MRI of the right knee shows a bucket-handle tear of the medial meniscus with the displaced fragment flipped into the intercondylar notch. The ACL and PCL are intact. There is no articular cartilage damage. The lateral meniscus is normal. The tear extends from the posterior horn through the body of the meniscus, involving red-red and red-white zones.

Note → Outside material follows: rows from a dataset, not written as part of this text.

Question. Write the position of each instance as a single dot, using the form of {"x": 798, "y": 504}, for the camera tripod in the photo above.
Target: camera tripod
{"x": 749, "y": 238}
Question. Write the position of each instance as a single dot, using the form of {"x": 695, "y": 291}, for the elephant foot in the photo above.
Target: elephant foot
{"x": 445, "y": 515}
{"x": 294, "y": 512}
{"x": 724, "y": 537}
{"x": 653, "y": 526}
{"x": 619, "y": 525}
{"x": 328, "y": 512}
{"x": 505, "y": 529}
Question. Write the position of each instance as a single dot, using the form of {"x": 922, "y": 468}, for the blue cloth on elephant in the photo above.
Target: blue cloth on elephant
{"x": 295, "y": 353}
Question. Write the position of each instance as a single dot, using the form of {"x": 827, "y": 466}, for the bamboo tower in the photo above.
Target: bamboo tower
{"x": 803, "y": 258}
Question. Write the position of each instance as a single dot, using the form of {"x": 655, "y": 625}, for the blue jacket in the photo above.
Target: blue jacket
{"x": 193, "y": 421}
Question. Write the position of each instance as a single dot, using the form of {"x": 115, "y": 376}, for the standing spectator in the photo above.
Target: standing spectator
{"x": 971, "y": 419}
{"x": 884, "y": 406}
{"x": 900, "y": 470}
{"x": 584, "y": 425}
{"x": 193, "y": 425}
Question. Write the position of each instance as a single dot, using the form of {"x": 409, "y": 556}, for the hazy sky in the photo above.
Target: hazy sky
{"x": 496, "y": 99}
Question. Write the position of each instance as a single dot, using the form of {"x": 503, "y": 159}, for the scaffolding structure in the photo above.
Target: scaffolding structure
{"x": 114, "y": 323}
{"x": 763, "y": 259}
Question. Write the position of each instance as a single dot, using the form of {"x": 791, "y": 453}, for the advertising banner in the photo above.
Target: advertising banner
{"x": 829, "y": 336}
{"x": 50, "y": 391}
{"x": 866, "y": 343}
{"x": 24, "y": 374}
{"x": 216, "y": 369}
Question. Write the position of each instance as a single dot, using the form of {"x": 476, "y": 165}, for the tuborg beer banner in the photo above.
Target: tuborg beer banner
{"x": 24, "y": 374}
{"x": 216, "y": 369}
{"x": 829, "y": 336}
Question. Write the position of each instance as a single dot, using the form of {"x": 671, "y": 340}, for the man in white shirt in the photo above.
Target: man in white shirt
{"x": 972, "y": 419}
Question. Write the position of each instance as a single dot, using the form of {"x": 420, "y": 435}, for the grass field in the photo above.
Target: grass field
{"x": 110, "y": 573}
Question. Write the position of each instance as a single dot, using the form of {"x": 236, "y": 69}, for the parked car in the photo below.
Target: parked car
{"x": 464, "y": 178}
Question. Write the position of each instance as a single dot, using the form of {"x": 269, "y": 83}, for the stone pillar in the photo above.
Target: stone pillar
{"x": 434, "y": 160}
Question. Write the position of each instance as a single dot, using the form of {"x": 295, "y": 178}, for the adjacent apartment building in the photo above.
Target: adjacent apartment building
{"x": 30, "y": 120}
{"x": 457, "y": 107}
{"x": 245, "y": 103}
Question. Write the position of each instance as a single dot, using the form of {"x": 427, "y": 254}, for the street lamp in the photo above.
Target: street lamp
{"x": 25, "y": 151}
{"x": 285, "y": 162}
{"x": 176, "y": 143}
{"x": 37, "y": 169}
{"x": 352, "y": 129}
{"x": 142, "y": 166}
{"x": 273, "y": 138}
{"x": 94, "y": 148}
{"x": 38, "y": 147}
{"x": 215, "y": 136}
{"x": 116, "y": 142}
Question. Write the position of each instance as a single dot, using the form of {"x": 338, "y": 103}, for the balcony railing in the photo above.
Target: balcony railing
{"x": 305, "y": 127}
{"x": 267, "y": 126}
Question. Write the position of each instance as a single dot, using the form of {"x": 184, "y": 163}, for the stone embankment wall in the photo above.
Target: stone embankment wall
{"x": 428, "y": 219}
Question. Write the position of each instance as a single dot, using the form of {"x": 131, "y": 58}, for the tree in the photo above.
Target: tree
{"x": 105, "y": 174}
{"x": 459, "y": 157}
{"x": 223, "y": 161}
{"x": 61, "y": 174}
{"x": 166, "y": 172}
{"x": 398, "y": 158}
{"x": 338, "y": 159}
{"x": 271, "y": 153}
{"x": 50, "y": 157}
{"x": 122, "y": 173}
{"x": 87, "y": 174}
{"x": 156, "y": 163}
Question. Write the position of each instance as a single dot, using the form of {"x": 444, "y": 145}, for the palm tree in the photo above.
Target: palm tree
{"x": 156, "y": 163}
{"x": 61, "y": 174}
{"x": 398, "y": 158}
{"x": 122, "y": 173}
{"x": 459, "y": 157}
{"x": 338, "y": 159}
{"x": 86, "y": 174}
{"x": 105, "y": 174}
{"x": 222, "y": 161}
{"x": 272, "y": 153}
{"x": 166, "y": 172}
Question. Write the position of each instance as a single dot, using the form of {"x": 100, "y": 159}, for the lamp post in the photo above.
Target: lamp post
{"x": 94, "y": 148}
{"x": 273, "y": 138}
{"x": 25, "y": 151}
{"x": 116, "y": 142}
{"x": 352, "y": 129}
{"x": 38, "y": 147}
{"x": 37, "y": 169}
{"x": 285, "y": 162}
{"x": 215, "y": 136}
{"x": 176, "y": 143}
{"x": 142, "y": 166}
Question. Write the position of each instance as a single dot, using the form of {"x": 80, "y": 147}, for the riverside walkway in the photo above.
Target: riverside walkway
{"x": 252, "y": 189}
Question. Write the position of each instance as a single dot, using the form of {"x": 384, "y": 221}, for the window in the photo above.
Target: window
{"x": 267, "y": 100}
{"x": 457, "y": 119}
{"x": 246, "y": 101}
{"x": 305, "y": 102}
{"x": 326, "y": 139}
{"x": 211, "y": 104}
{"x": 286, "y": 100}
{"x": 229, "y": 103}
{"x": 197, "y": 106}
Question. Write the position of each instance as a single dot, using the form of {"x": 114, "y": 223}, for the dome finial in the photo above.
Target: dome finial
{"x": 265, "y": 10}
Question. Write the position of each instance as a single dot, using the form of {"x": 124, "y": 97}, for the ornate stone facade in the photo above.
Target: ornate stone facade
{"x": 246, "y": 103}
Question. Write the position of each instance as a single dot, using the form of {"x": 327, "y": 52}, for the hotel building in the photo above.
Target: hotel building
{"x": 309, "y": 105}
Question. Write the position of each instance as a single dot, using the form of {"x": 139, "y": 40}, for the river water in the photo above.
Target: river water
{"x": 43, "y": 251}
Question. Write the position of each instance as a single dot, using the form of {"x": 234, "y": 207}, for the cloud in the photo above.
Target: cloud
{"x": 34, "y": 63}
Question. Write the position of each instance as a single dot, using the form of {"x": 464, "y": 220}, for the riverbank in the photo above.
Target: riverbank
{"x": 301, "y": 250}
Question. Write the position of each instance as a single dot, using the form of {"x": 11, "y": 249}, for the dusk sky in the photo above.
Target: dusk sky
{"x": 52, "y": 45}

You performed arthroscopic meniscal repair using an inside-out technique with vertical mattress sutures. The tear was reduced from the notch, freshened at the edges, and repaired with 4 sutures. The repair was stable to probing. Post-operatively, the patient was placed in a hinged knee brace locked in extension for weight-bearing, with immediate motion from 0-90 degrees allowed during non-weight-bearing exercises. Full weight-bearing without brace was allowed at 6 weeks, with return to full duty at 4 months.
What Examiners Look For
- Data gathering: Mechanical symptoms (true locking versus catching) are the key history findings — define the difference and explain their significance.
- Diagnosis: Describe the McMurray test technique precisely — hand position, force direction, and what constitutes a positive test.
- Treatment plan: Why repair over partial meniscectomy? Discuss vascularity zones and how tear location and pattern determine repairability.
- Technical skill: Inside-out versus all-inside versus outside-in — when do you use each technique and why?
- Applied knowledge: What is the long-term consequence of total meniscectomy? Discuss the meniscus as a load distributor and its relationship to arthritis.
- Complications: What is the failure rate of meniscal repair? How do you evaluate a potentially failed repair — clinical versus MRI?
Common Pitfalls
- Recommending meniscectomy for a repairable tear in a young patient — the examiner is testing whether you preserve tissue.
- Not knowing the vascular zones — red-red, red-white, and white-white — and how they predict healing.
- Describing a repair technique you have never performed — examiners can tell when the description is rehearsed versus experienced.
- Forgetting to discuss the associated ligament exam — a meniscal repair with an ACL-deficient knee has a higher failure rate.
- Not knowing that a bucket-handle tear with a locked knee is an indication for urgent (not emergent) surgery.